There’s nothing more frustrating than an incomplete recipe. If you’re unfamiliar with a particular recipe and don’t have the experience to judge for yourself what’s best, phrases like “a dash” or “cook until done” can be infuriating. Why won’t they just tell me how much to use?
A similar frustration can arise when you’re new to coffee and trying to improve your daily cup by changing how much coffee you use. Oftentimes, coffee recipes indicate that you should use “a scoop” of coffee. The last time we checked, “a scoop” is not a unit of measurement and could mean many things. In this article, we’re going to set the record straight and explain what “a scoop” of coffee actually means and give you some foolproof ways to make sure you’re using the right amount of coffee in your brews. Most coffee scoops contain 2 tablespoons, though it can vary.
What’s the scoop on coffee scoops?
You probably have encountered the phrase “a regular coffee scoop” if you’ve ever tried to read coffee recipes online. Without prior knowledge, it’s impossible to know how much coffee a scoop actually is.

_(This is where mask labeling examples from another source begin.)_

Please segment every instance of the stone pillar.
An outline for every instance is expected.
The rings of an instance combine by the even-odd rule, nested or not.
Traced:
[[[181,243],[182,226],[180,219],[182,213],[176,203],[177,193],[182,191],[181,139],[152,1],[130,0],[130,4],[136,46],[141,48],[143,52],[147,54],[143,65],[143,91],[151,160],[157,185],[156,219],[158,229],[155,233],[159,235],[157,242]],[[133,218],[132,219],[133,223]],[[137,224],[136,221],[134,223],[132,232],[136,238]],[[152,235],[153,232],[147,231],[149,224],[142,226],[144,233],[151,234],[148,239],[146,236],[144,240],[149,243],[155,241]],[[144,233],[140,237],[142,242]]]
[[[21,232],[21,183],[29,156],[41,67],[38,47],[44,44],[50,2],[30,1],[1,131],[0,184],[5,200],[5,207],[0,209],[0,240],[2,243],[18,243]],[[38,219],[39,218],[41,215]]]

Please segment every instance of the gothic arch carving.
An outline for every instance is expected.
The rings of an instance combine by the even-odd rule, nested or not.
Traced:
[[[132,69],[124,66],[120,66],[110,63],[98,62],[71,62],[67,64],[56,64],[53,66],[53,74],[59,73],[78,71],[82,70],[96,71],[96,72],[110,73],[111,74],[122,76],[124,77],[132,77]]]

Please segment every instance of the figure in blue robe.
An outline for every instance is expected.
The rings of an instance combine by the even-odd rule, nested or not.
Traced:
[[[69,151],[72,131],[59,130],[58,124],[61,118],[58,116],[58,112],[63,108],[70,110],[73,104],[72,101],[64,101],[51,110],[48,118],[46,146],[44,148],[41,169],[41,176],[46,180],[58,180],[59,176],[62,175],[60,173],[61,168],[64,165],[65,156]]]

Some coffee comes with a scoop in the bag, but there’s no guarantee that every bag from every brand will have the same size scoop.
If you’ve been making coffee regularly with one brand’s scoop, an easy way to make things clearer is to measure the size of your scoop with a measuring cup. Most coffee scoops are two tablespoons, but there’s nothing that says they have to be two tablespoons. We’ve found scoops that were one tablespoon, two and a half tablespoons, and even one that was seven grams.

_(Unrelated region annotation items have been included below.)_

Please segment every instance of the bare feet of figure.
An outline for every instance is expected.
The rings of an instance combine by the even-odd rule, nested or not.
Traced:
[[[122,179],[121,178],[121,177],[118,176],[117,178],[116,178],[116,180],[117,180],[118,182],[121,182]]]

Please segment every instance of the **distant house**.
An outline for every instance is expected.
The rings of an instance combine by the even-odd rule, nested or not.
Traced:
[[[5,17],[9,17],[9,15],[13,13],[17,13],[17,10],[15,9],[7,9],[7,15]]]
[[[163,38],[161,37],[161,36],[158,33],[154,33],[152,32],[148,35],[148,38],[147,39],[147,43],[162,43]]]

Once you measure the scoop you’ve been using, you have a comparison point if you ever decide to switch brands in the future. We recommend writing down the amount of coffee you used when you find a recipe that tastes best to you. That way, you can duplicate it later without going through the trial-and-error process again.
A better way to measure
Scoops are fine to use, and once you know how big your scoop is, you shouldn’t have much difficulty making delicious coffee regularly. As you get more serious about coffee, you might want to branch out and try different brands of coffee or even purchase whole-bean coffee and grind it yourself at home. When you get to that level, there is a better way to measure coffee that doesn’t use scoops at all.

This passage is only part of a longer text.